Traditional clinical trials rely on predefined scalar outcome measures, which fail to fully leverage the rich information embedded in high-dimensional, multi-level physiological signals. This work proposes a data-driven approach based on multilevel functional principal component analysis (MFPCA) to extract individual projection scores across hierarchical levels from a reference population, constructing low-dimensional functional summaries that capture deviations from the primary directions of population variability. For the first time, MFPCA-derived inter-individual score systems are applied to validate digital health outcome measures, transcending conventional paradigms. In simulated ECG data, the method demonstrates high test–retest reliability and strong discriminative power between groups; in real-world knee movement data from Parkinson’s disease patients, it exhibits superior correlation with gold-standard assessments and greater sensitivity to clinically meaningful changes.
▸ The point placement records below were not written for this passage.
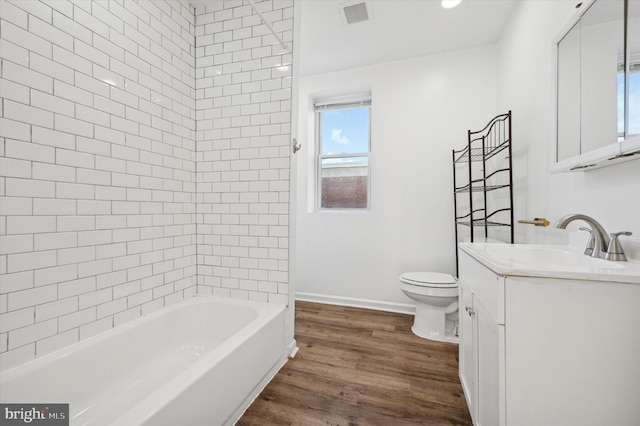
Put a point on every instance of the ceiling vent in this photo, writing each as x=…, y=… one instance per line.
x=354, y=12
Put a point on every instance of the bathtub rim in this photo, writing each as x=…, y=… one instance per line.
x=12, y=372
x=147, y=407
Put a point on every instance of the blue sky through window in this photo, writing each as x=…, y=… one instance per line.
x=634, y=103
x=345, y=131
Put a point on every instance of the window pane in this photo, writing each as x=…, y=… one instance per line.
x=344, y=182
x=634, y=103
x=344, y=131
x=620, y=84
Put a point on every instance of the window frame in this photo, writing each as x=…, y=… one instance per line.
x=321, y=105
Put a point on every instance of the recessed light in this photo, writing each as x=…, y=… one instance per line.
x=450, y=4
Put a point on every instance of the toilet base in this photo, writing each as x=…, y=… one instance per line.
x=431, y=323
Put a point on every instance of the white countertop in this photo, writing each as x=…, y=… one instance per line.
x=550, y=261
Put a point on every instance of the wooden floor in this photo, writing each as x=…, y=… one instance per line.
x=362, y=367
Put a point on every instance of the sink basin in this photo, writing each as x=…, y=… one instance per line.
x=550, y=261
x=549, y=257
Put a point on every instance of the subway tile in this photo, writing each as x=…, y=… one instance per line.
x=55, y=240
x=75, y=159
x=56, y=309
x=51, y=103
x=16, y=282
x=15, y=168
x=16, y=319
x=15, y=15
x=91, y=115
x=26, y=39
x=75, y=223
x=46, y=31
x=16, y=206
x=53, y=138
x=76, y=319
x=53, y=172
x=27, y=261
x=62, y=6
x=71, y=60
x=11, y=129
x=27, y=77
x=55, y=275
x=111, y=308
x=85, y=19
x=16, y=243
x=73, y=126
x=58, y=341
x=32, y=297
x=95, y=298
x=75, y=191
x=29, y=188
x=95, y=327
x=14, y=91
x=32, y=333
x=76, y=287
x=94, y=238
x=103, y=44
x=48, y=206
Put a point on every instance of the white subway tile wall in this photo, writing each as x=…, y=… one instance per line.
x=97, y=167
x=144, y=157
x=243, y=109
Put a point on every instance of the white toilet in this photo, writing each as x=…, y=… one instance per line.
x=436, y=297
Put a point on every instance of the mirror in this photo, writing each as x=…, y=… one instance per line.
x=598, y=82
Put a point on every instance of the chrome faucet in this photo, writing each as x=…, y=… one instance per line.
x=599, y=245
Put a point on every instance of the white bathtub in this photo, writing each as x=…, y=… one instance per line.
x=200, y=362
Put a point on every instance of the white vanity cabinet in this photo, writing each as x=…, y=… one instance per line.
x=548, y=351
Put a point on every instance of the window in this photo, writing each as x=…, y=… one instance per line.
x=633, y=127
x=343, y=148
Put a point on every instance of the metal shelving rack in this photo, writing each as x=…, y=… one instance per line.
x=482, y=146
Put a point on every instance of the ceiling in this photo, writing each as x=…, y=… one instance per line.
x=398, y=29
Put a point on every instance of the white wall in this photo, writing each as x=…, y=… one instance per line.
x=611, y=195
x=421, y=109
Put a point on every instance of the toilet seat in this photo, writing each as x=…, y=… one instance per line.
x=429, y=279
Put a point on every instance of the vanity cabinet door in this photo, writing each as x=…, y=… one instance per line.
x=488, y=353
x=467, y=347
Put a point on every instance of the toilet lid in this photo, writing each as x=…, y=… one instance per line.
x=429, y=279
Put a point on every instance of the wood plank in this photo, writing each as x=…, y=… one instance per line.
x=361, y=367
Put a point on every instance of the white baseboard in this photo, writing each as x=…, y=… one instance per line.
x=403, y=308
x=292, y=349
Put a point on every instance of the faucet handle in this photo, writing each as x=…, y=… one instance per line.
x=591, y=243
x=614, y=251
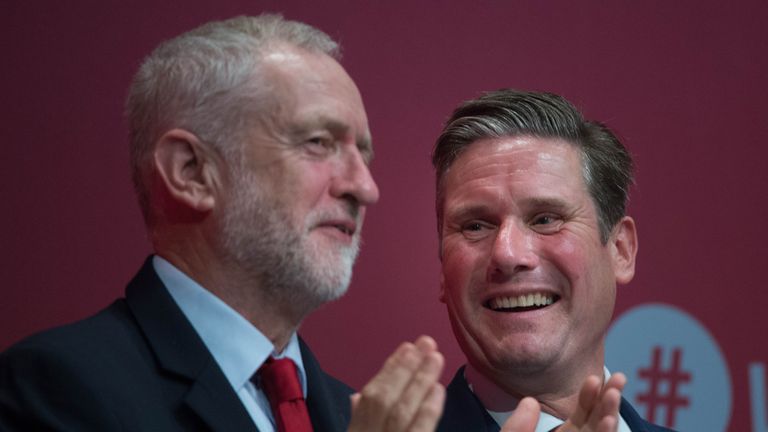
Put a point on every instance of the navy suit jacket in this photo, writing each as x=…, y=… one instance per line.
x=464, y=412
x=138, y=365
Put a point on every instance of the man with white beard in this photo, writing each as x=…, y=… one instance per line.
x=249, y=150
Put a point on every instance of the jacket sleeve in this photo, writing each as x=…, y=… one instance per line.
x=42, y=389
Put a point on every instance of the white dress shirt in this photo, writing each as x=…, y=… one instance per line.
x=480, y=385
x=237, y=346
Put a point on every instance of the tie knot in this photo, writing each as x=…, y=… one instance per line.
x=280, y=380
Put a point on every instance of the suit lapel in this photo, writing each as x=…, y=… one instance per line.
x=327, y=399
x=182, y=354
x=463, y=411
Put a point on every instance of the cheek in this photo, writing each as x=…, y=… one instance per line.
x=460, y=267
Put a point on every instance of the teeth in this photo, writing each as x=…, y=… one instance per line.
x=529, y=300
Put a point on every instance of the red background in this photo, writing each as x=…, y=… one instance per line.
x=683, y=82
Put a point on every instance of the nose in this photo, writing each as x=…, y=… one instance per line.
x=512, y=251
x=354, y=180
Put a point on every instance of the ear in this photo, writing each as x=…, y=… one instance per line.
x=187, y=168
x=624, y=250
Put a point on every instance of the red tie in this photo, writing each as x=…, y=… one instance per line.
x=280, y=382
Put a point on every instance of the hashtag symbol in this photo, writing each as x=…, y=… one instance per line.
x=655, y=376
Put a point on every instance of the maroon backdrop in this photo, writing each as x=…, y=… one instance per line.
x=683, y=82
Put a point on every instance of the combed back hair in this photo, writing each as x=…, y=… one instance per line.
x=206, y=81
x=606, y=163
Digital health technologies enable high-frequency collection of data in near-continuous time and capture rich information about the health of individuals. The raw data collected by these devices often have a hierarchical functional structure: repeated physiological functions are observed over time and on multiple time scales (seconds, days, weeks). While many summaries can be derived from digital data, typically, only a small subset of pre-defined scalars is validated as outcome measures in clinical trials. We explore data-driven summaries based on between-subject scores from Multilevel Functional Principal Component Analysis (MFPCA), which are low-dimensional representations of functional data with robust statistical properties. Specifically, we compute MFPCA projection scores with respect to a reference population, summarising how individuals differ from the dominant directions of variation at each hierarchical level. Through a simulation study based on smartwatch electrocardiogram (ECG) signals, we compare MFPCA scores with pre-specified summaries in terms of validation criteria, including test-retest reliability and known-groups discrimination. We demonstrate that MFPCA scores generally have high reliability and can discriminate between groups across simulated scenarios of change. This offers an advantage when digital tools enable the measurement of novel physiological signals and the characteristics of the change are not yet defined. Finally, using knee flexion-extension data from individuals living with Parkinson's disease, we demonstrate that one of the MFPCA scores more strongly correlates with established gold-standard metrics and can detect clinical change, compared to a pre-specified scalar. We conclude that MFPCA-derived scores retain more information than typical outcome measures and open the door to using learning representation strategies in clinical trial settings.